Mariners manager Mike Hargrove didn't have tired closer J.J. Putz available and had to manage his bullpen sparingly with the score tied. He got two solid frames out of Julio Mateo and nearly two more from Reitsma before Ramirez checked his swing on a 2-1 pitch with two out and none on in the eighth.

The appeal to first base umpire Tom Hallion went nowhere. Instead of a 2-2 count — letting Reitsma perhaps put a sinker in the dirt for Ramirez to chase — it became a hitter-favored 3-1.

Ramirez took the next offering for a strike. But Reitsma's full-count pitch caught far too much plate and was driven into the right field bleachers for Ramirez's 475th career blast, helping make a winner out of Red Sox reliever Brendan Donnelly.

"We had Manny struck out," Hargrove said tersely afterwards. "Plain and simple."

Asked to elaborate further, a peeved Hargrove declined, uttered an expletive and ended his postgame interview.

Hargrove's mood reflected that of his somber players.

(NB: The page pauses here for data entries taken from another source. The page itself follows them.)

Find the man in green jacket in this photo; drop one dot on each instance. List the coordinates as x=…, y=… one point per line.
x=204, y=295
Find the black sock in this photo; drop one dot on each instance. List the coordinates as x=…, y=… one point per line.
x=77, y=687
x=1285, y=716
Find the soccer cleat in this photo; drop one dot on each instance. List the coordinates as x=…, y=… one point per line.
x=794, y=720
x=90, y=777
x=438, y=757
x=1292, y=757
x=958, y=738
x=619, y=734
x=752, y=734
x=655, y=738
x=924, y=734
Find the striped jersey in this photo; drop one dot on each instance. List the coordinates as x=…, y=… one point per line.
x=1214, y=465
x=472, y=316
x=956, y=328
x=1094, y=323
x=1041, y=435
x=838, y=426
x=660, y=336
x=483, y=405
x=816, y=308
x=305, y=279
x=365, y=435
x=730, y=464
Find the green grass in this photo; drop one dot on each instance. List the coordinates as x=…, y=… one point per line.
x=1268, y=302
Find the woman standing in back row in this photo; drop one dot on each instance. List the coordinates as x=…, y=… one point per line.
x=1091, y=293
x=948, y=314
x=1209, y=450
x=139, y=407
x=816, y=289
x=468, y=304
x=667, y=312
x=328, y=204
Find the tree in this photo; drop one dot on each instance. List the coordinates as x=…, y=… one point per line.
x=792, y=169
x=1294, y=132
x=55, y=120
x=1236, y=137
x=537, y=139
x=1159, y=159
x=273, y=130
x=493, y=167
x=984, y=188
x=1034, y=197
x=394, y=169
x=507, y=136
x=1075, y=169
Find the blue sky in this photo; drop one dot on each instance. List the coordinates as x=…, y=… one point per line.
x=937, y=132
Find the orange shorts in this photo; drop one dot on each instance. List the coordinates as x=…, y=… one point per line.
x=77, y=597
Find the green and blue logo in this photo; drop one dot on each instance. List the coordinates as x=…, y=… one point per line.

"I thought he went around," Reitsma said of the Ramirez checked-swing. "From my angle, on the mound I really couldn't tell. But yeah, it does really change the complexion of that at-bat for sure. It [would have been] a strike instead of a ball. You go about finishing the rest of the at-bat in a different way.

"It's no excuse," he added. "The bottom line is I made a bad pitch in a tight spot and he hit it out. There was really no excuse other than that."

And nobody in the clubhouse was making excuses as they packed for New York. They know they let this one get away. And early season or not, it hurts.